Gold is being hit from two directions simultaneously — and the combination is producing a sell-off not seen in over four decades.
• SPDR Gold Shares stock is showing weakness. Why is GLD stock trading lower?
The precious metal is down nearly 9% week-to-date through Friday morning — its worst weekly performance in over four decades.
While rising expectations for Fed rate hikes have been the primary driver, another pressure point is emerging: growing speculation that some Gulf states may be forced to sell gold reserves to plug fiscal gaps as crude export revenues evaporate.
The chart tells two stories simultaneously. The percentage decline of 9.11% is the worst weekly move since 1983.
But the dollar loss is even more striking — gold has shed $441 per ounce this week, the largest weekly dollar decline in the metal’s recorded history, a direct consequence of prices that were near all-time highs when the selling began.

The Rate Hike That Broke Gold’s Most Powerful Tailwind
Gold’s most powerful tailwind entering 2026 was the expectation of falling real interest rates. Two to three Federal Reserve rate cuts were priced for the year.
Lower real rates reduce the opportunity cost of holding gold — a non-yielding asset — and that dynamic had driven bullion to record highs in 2025.
The Iran war destroyed that thesis in three weeks.
The CME FedWatch tool now shows a 52% probability of a Fed rate hike by October. Polymarket prices the odds of a 2026 hike at 24%, up from just 6% before the conflict began.
When rate hike expectations surge, real yields climb, the dollar strengthens, and gold — the world’s most prominent zero-yield safe haven — faces a double headwind.
The GLD Exodus: Institutions Are Voting With Their Feet
The price decline is being amplified by a historic institutional exit from gold ETFs. The SPDR Gold Shares ETF (NYSE:GLD) — the world’s largest gold fund — has seen $6.3 billion in outflows month-to-date, the worst monthly redemption in the ETF’s recorded history.
In the single week of March 5, $4.2 billion left the fund — also the largest weekly outflow ever recorded for GLD, stripping the ETF of 25 tonnes of physical gold backing in seven days.

But There May Be A Second Force: Gulf States Hemorrhaging Revenue
The rate-hike story is the consensus explanation. But financial markets may be beginning to price in something darker — and more structural.
The Iran war has created a grotesque paradox for Gulf oil producers. Brent crude is up 49% this month, pricing in the scarcity of supply.
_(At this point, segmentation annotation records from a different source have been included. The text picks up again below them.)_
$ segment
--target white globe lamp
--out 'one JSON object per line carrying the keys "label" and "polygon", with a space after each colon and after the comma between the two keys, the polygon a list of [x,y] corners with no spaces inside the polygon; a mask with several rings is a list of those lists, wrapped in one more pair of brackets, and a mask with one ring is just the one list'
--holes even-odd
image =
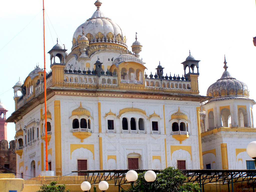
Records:
{"label": "white globe lamp", "polygon": [[106,181],[102,181],[99,184],[99,188],[102,191],[105,191],[109,188],[109,184]]}
{"label": "white globe lamp", "polygon": [[148,182],[153,182],[156,180],[156,174],[153,171],[149,170],[147,171],[144,175],[145,180]]}
{"label": "white globe lamp", "polygon": [[138,178],[138,174],[134,170],[130,170],[126,173],[125,177],[129,182],[134,182]]}
{"label": "white globe lamp", "polygon": [[81,189],[84,191],[88,191],[91,189],[91,184],[88,181],[84,181],[81,184]]}
{"label": "white globe lamp", "polygon": [[256,141],[253,141],[248,144],[246,152],[250,157],[256,160]]}

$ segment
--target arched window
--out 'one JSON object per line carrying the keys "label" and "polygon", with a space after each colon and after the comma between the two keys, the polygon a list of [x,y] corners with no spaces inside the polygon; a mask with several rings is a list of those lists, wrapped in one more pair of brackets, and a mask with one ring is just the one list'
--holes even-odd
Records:
{"label": "arched window", "polygon": [[213,112],[211,111],[208,113],[208,123],[209,130],[211,130],[214,129],[214,119]]}
{"label": "arched window", "polygon": [[139,119],[139,130],[140,131],[144,131],[144,121],[143,119],[140,118]]}
{"label": "arched window", "polygon": [[80,121],[80,127],[82,129],[87,128],[87,122],[85,119],[82,119]]}
{"label": "arched window", "polygon": [[90,119],[88,120],[88,129],[91,129],[91,120]]}
{"label": "arched window", "polygon": [[181,122],[180,124],[179,130],[181,131],[186,131],[186,125],[184,122]]}
{"label": "arched window", "polygon": [[179,124],[177,122],[173,123],[172,127],[173,131],[179,131]]}
{"label": "arched window", "polygon": [[47,132],[50,131],[51,130],[51,123],[47,121],[46,125],[47,127]]}
{"label": "arched window", "polygon": [[72,123],[73,129],[78,129],[79,128],[79,121],[77,119],[74,119],[73,120]]}
{"label": "arched window", "polygon": [[122,120],[122,127],[123,130],[128,130],[128,121],[125,118],[123,118]]}
{"label": "arched window", "polygon": [[18,146],[19,147],[23,146],[23,140],[21,138],[18,140]]}
{"label": "arched window", "polygon": [[35,131],[34,131],[34,127],[32,128],[32,140],[35,139]]}
{"label": "arched window", "polygon": [[131,119],[131,130],[136,130],[136,122],[135,119],[133,117]]}

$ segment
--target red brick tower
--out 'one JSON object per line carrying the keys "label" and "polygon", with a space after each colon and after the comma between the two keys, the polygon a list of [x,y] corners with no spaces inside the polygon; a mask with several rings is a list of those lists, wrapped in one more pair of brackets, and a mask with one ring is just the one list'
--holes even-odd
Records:
{"label": "red brick tower", "polygon": [[6,110],[5,106],[0,101],[0,141],[7,140],[7,126],[6,120]]}

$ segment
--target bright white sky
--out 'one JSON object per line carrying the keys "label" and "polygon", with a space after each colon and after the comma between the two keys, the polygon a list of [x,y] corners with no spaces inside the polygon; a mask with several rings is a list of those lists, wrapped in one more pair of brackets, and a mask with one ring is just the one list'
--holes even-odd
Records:
{"label": "bright white sky", "polygon": [[[90,18],[97,8],[96,0],[45,0],[45,7],[59,37],[69,53],[77,28]],[[216,0],[120,1],[102,0],[100,9],[106,17],[124,31],[130,47],[135,32],[143,46],[141,57],[150,72],[155,73],[160,61],[164,75],[183,74],[183,65],[189,55],[199,62],[200,94],[206,95],[209,87],[224,71],[224,55],[233,77],[248,86],[250,98],[256,100],[255,88],[256,36],[255,1]],[[9,111],[15,110],[12,87],[23,82],[37,63],[43,68],[42,2],[34,0],[3,1],[0,6],[0,49],[35,19],[0,51],[0,98]],[[56,44],[57,37],[46,21],[46,53]],[[50,30],[52,39],[49,30]],[[50,68],[46,53],[46,68]],[[254,109],[256,114],[256,107]],[[254,115],[255,116],[255,115]],[[14,123],[8,123],[7,137],[14,139]]]}

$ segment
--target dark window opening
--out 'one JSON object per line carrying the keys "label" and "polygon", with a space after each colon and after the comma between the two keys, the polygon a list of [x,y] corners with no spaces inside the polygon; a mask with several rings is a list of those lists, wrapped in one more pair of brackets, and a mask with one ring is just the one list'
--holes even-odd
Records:
{"label": "dark window opening", "polygon": [[211,169],[211,164],[206,164],[206,169]]}
{"label": "dark window opening", "polygon": [[177,161],[177,168],[179,169],[186,169],[186,161]]}
{"label": "dark window opening", "polygon": [[255,169],[254,161],[246,161],[246,169]]}
{"label": "dark window opening", "polygon": [[124,118],[122,120],[122,127],[123,130],[128,130],[128,121],[127,119]]}
{"label": "dark window opening", "polygon": [[131,130],[136,130],[136,122],[135,119],[133,117],[131,119]]}
{"label": "dark window opening", "polygon": [[179,131],[179,124],[177,122],[174,122],[172,126],[173,131]]}
{"label": "dark window opening", "polygon": [[139,159],[138,158],[128,158],[128,169],[139,169]]}
{"label": "dark window opening", "polygon": [[[77,160],[77,170],[87,170],[87,160]],[[84,176],[84,173],[78,173],[78,176]],[[87,175],[87,174],[86,175]]]}
{"label": "dark window opening", "polygon": [[152,130],[158,131],[158,124],[157,121],[152,121]]}
{"label": "dark window opening", "polygon": [[140,118],[139,119],[139,130],[140,131],[144,131],[144,121],[143,119]]}
{"label": "dark window opening", "polygon": [[73,129],[78,129],[79,128],[79,121],[77,119],[75,119],[73,120],[72,124]]}
{"label": "dark window opening", "polygon": [[108,120],[108,129],[109,130],[114,130],[114,120]]}
{"label": "dark window opening", "polygon": [[82,129],[87,128],[87,122],[85,119],[82,119],[80,121],[80,127]]}
{"label": "dark window opening", "polygon": [[179,124],[179,129],[181,131],[186,131],[186,125],[184,122],[182,122]]}
{"label": "dark window opening", "polygon": [[51,123],[47,122],[46,126],[47,127],[47,132],[50,131],[51,130]]}
{"label": "dark window opening", "polygon": [[48,162],[48,168],[49,171],[51,170],[51,162]]}
{"label": "dark window opening", "polygon": [[88,120],[88,129],[91,129],[91,120]]}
But the oil cannot physically leave.
The Strait of Hormuz — through which the vast majority of Gulf crude exports must pass — is effectively closed to commercial shipping.
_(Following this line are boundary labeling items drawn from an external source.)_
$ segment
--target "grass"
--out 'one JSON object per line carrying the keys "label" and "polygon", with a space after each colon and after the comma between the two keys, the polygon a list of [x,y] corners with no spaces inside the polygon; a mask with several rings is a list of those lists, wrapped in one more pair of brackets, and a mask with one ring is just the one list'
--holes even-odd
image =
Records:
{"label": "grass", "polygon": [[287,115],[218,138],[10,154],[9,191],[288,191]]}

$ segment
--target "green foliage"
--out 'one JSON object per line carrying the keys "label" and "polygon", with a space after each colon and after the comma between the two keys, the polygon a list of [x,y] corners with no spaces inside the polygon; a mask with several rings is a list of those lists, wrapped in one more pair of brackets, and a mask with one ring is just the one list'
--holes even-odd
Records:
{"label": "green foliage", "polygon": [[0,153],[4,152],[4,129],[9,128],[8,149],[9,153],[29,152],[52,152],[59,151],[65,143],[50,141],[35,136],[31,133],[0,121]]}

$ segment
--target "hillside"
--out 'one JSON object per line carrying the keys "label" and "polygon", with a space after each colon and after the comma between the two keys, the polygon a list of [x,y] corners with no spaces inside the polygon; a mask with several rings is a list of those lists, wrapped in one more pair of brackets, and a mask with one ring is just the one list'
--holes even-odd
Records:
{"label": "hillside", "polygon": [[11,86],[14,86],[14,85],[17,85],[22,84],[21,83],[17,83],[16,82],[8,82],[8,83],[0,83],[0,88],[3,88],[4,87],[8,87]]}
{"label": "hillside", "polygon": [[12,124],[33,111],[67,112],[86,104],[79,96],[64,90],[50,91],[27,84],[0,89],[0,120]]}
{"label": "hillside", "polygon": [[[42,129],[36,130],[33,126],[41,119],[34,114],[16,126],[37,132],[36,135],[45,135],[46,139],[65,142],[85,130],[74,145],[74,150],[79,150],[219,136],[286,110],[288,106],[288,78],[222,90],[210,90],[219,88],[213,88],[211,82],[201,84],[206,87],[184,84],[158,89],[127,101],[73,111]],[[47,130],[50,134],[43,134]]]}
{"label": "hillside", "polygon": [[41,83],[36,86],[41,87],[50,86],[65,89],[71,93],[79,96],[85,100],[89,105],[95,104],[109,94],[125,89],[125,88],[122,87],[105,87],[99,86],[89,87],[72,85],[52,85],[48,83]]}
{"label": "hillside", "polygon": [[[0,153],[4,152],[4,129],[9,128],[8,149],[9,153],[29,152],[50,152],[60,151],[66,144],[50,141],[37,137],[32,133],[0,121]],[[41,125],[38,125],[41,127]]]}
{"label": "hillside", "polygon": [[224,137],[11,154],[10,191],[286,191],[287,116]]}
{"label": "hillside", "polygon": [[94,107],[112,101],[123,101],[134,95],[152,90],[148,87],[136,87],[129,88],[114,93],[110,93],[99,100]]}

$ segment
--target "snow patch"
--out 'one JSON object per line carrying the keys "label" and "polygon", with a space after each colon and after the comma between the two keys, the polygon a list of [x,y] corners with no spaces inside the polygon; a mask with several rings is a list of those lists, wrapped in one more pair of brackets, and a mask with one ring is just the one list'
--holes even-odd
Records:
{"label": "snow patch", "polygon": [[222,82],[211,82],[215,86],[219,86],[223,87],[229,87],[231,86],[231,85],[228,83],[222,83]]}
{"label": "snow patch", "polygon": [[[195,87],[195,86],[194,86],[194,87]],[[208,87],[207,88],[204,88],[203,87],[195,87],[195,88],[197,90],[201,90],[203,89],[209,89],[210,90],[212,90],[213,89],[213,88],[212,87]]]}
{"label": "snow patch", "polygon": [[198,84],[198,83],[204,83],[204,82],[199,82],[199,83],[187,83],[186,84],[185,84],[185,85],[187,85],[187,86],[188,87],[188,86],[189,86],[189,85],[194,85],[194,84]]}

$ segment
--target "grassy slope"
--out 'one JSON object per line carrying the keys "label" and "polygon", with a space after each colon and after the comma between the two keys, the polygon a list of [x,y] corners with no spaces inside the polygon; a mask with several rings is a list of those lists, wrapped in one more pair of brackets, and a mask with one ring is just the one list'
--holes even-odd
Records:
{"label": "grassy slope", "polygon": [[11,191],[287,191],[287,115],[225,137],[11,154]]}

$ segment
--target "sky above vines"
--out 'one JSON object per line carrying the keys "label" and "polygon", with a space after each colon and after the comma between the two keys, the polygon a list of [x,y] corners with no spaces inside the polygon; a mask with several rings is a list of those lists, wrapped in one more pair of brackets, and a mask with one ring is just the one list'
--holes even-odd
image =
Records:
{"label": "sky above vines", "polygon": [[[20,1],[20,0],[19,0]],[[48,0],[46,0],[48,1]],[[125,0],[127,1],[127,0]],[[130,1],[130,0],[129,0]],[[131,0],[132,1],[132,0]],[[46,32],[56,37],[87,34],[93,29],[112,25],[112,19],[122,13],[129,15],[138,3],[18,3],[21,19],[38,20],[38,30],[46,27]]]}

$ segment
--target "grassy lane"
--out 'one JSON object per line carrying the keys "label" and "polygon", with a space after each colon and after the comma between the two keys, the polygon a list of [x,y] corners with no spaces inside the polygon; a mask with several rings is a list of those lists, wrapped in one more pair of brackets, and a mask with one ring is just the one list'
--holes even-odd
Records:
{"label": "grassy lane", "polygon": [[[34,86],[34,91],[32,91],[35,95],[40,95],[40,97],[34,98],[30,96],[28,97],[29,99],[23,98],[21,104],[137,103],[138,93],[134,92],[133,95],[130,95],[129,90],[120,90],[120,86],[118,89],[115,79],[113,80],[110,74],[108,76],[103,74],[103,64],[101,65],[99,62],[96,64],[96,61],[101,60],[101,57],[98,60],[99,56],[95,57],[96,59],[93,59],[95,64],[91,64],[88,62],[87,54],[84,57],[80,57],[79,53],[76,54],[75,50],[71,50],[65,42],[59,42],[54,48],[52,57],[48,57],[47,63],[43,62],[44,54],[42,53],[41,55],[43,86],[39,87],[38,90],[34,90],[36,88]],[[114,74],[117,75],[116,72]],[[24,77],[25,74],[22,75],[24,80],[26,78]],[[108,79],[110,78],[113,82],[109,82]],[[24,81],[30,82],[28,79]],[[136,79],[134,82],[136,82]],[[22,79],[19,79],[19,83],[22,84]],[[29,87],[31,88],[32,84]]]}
The price spike that would normally fill sovereign coffers is instead stranded behind a military chokepoint.
Together, Gulf Cooperation Council states are estimated to be losing roughly $1.2 billion per day in stranded export revenues — a total of more than $15 billion since the war began.
Iran’s attacks on Qatar’s Ras Laffan Industrial City have knocked out 17% of the country’s LNG export capacity for an estimated three to five years, with $20 billion in annual revenues at risk, QatarEnergy’s CEO told Reuters.
Goldman Sachs projects Qatar and Kuwait could each lose 14% of GDP if hostilities extend through April.
Could Gold Suffer Forced Liquidation By Gulf States?
The speculation about Gulf sovereign gold sales was ignited Thursday by Spencer Hakimian, founder of Tolou Capital Management, who wrote on social media that gold was collapsing as “Arab Gulf states sell their assets to raise money.”
The post circulated widely, with gold falling 6.78% in the hours that followed.
The rumour has not been confirmed.
Yet its underlying fiscal logic — $1.2 billion per day in lost revenues, no export route in sight, sovereign spending commitments that cannot easily be suspended — creates a backdrop in which gold reserve liquidation is no longer implausible.
It does not need to be confirmed to be priced.